TNR’s new editorial – which I did not write but do generally agree with – bemoans the deep factionalism that Republican opposition to health care reform has exposed. National Review’s Ramesh Ponnuru objects, "The New Republic's commitment to the idea that minority parties should try to meet majorities halfway is not deep."
In fact, the editorial didn’t say that the GOP has an obligation to meet Democrats halfway. The point was that the Republican Party showed a total inability to bargain in good faith on an issue of massive national concern.
Republicans have overwhelmingly emphasized two objections to Democratic proposals: they would increase the budget deficit, and they would allow a public plan to compete with private insurance. In response to these objections, Max Baucus produced a plan that reduces the budget deficit by significant and growing amounts over time, and includes no public plan whatsoever. You wouldn’t expect every single Republican to come on board. But the fact that zero Republicans endorsed his bill even after their putative objections were completely satisfied is significant and disturbing.

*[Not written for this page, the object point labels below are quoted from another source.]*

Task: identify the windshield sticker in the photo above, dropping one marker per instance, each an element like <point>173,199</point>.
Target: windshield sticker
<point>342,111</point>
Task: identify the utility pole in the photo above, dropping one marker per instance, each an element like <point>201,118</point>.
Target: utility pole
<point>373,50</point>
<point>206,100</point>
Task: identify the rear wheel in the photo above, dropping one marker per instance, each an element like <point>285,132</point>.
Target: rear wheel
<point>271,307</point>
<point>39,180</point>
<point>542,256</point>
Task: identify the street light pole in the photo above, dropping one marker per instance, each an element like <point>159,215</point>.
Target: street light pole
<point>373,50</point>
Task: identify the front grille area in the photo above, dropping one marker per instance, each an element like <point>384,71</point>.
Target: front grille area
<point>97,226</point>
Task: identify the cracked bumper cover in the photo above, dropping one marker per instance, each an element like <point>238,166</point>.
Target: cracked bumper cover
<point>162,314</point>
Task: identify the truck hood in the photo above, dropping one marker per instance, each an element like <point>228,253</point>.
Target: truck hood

Ponnuru points out that TNR did not urge Democrats to meet George W. Bush halfway on his goal of privatizing Social Security in 2005. That's correct -- they openly opposed the goal. Republicans, though, do not openly oppose the goals of covering the uninsured or containing health care cost growth. They claim to agree with both. They simply won't or cannot negotiate seriously.
COMMENTS (1)
Republicans embrace insuring the uninsured because it will be a boondoggle for the insurance conmpanies writing the policies. Just as the Baucus plan will be. No mention from Chait though about their ties TO the insurance industry. Damn, when will those pesky folks from K Street come up with a way to keep this all hidden so Chait and The Editors at TNR can project as gentlemen scholars from the DLC without the risk of being exposed as in on the con?
And the Republicans and Baucus also support reducing health care cost.
Here it's time to bring in Kate Randall and the pesky socialists from the World Socialist Web Site:
Obama told his University of Maryland audience that his plan “will slow the ... view full comment
Republicans embrace insuring the uninsured because it will be a boondoggle for the insurance conmpanies writing the policies. Just as the Baucus plan will be. No mention from Chait though about their ties TO the insurance industry. Damn, when will those pesky folks from K Street come up with a way to keep this all hidden so Chait and The Editors at TNR can project as gentlemen scholars from the DLC without the risk of being exposed as in on the con?
And the Republicans and Baucus also support reducing health care cost.
Here it's time to bring in Kate Randall and the pesky socialists from the World Socialist Web Site:
Obama told his University of Maryland audience that his plan “will slow the growth of health care costs for our families and our businesses and our government.” But there are no mechanisms to regulate what the insurance companies can charge, and the bulk of the touted savings in the different drafts of legislation will come from drastic cuts to Medicare and Medicaid, in the form of cost-cutting “efficiencies.”
According to the CBO, Baucus’s proposal would reduce direct spending for Medicare, Medicaid, CHIP (Children’s Health Insurance Program) and other federal programs by $409 billion over the 2010-2019 period. These cuts would be achieved through numerous changes to payment rates and payment rules, which will ultimately result in reductions in care for the poor, elderly and the disabled.
Baucus’s bill would establish several bodies to implement these cuts: an Innovation Center within the Centers for Medicaid and Medicare Services (CMS) to test health-care models, a Medicare Commission to slow cost-growth, and a Patient-Centered Outcomes Research Institute to utilize comparative effectiveness research (CER) to cut costs.
The Baucus plan has dropped the so-called public option in an attempt to court Senate Republicans, who have yet to support any version of health care legislation. Health care cooperatives, or co-ops, are included instead.
Senator Jay Rockefeller (Democrat of West Virginia), pointed out that these co-ops would do little to bring down premiums. “The best health care co-op exists in the state of Washington,” he said, “and both of Washington’s senators are adamantly for a public option. That ought to tell you something.”
In his speech Thursday, Obama said he felt the public option should be included in the insurance exchange, but emphasized, “Let me be clear. It would only be an option.” He assured Congress in his speech last week that, if included, it would cover only about 5 percent of the population and indicated that he was prepared to drop it altogether.
snip
Democrats and Republicans are in agreement on the main components of any health care bill that stands a chance of emerging from Congress. Such legislation must be “deficit neutral,” include drastic cuts to Medicare and Medicaid, protect the profits of the insurance and pharmaceutical companies, and establish a system where the vast majority of the population is relegated to cut-rate, inferior medical care.
george:
Aren't Chait and The Editors at TNR really lucky they can pump up the Max Baucus "compromise" knowing their analysis will almost never ever have to compete with the sort of arguments above?
Love me, love me, love me, I'm a liberal!!
An inflection point liberal to be exact.